Il existe une sorte d'harmonie préétablie entre le cours de la nature et la succession de nos idées ; et, quoique les puissances et les forces par lesquelles la première est gouvernée nous soient pleinement inconnues, nos pensées et nos conceptions ne laissent pas, en définitive, d'avoir toujours suivi la même marche que les autres ouvrages de la nature. L'habitude est le principe par lequel cette correspondance a été effectuée... Comme la nature nous a enseigné  l'usage  de  nos membres, sans nous donner la connaissance des muscles et des nerfs par lesquels ces mouvements sont accomplis, de même elle a implanté en nous un instinct qui entraîne la pensée en avant, suivant un cours correspondant à celui qu'elle a établi parmi les objets extérieurs... Que nous attachions de toutes nos forces notre attention sur nous-mêmes, que nous portions notre imagination jusqu'aux cieux ou jusqu'aux derniers confins de l'univers, nous ne faisons point un seul pas hors de nous-mêmes, et nous ne concevons d'autre existence que les perceptions qui nous sont apparues dans ces étroites limites. C'est là l'univers de l'imagination, et nous n'avons point d'autre idée que ce qui s'y produit.

Les idées abstraites n'existent pas [3]

C'est un principe généralement reçu en philosophie, que tout dans la nature est individuel, et qu'il est on ne peut plus absurde de supposer un triangle réellement existant, dont les côtés et les angles n'aient aucune dimension précise. Si donc cela est absurde en fait et en réalité, cela doit être également absurde en idée, puisque rien dont nous puissions nous former une idée claire et distincte n'est absurde ni impossible. Mais se former l'idée d'un objet et se former une idée tout simplement, c'est la même chose, le fait de se rapporter à un objet n'étant, pour l'idée, qu'une dénomination extrinsèque, dont elle ne porte, en elle-même, aucune marque ni aucun caractère. Or, comme il est impossible de se former l'idée d'un objet qui soit doué de quantité et de qualité, et qui pourtant ne le soit d'aucun degré précis de l'une ni de l'autre, il s'ensuit qu'il est également impossible de se former une idée qui ne soit limitée et bornée en ces deux points. Les idées abstraites sont donc en elles-mêmes individuelles, quelque générales qu'elles puissent devenir quant à ce qu'elles représentent. L'image existant dans l'esprit n'est que celle d'un objet particulier, quoique l'application que nous en faisons dans notre raisonnement soit la même que si cette image était universelle.

Une étendue qui n'est ni tangible, ni visible ne peut en aucune façon être conçue ; et une étendue tangible ou visible, qui n'est ni rude ni douce, ni noire ni blanche, est également hors de l'atteinte de la conception humaine.

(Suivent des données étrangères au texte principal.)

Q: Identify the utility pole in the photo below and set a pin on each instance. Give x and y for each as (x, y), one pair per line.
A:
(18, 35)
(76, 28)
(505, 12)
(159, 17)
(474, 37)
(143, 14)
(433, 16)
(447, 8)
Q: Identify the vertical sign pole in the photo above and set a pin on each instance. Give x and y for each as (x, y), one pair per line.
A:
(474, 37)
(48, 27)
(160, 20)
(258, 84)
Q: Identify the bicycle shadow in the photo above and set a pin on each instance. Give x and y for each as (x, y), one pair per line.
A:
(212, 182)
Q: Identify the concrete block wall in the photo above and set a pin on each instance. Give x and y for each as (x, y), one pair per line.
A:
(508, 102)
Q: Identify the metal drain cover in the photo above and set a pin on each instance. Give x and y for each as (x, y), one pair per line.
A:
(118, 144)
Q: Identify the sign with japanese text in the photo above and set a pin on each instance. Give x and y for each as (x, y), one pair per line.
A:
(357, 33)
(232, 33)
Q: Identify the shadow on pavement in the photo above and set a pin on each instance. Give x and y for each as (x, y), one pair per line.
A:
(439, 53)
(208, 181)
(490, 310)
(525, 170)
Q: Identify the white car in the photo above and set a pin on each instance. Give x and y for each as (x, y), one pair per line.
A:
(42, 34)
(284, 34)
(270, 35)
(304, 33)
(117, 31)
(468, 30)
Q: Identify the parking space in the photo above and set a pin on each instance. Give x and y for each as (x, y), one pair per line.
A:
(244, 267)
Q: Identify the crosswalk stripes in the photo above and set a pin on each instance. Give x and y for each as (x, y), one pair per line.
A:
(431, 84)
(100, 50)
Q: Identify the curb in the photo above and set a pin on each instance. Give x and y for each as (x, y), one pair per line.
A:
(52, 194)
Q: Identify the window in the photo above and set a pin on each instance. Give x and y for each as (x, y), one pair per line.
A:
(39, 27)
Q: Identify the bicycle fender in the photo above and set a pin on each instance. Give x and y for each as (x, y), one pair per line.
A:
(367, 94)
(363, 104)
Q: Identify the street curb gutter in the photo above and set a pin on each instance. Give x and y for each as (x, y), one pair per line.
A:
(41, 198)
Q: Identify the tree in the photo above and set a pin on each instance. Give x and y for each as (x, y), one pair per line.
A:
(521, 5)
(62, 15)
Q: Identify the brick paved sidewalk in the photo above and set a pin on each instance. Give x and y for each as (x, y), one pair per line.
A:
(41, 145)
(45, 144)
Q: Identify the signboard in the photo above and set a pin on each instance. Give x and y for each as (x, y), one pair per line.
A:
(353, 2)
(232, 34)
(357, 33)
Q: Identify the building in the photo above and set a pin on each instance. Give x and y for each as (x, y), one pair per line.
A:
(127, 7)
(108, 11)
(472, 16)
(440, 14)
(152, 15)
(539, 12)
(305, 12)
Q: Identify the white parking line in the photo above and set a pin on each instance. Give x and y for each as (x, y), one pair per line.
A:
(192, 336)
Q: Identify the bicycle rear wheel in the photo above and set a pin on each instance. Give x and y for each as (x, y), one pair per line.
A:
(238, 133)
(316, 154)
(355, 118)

Qu'un homme essaye de concevoir un triangle en général, qui ne soit ni isocèle, ni scalène, qui n'ait ni longueur déterminée, ni proportion de côtés, et il reconnaîtra bientôt l'absurdité de toutes les notions scolastiques qui ont trait à l'abstraction et aux idées générales.

[1] David hume, Traité de la nature humaine, 1739. Extrait de F.-J. Thonnard, Extraits des grands philosophes, Desclée & Cie, © 1963, page 541.

[2] David Hume, Essai sur l'entendement humain, 1748. Extrait de Ibid., pages 543-544.

[3] Ibid. Extrait de Ibid., pages 544-545.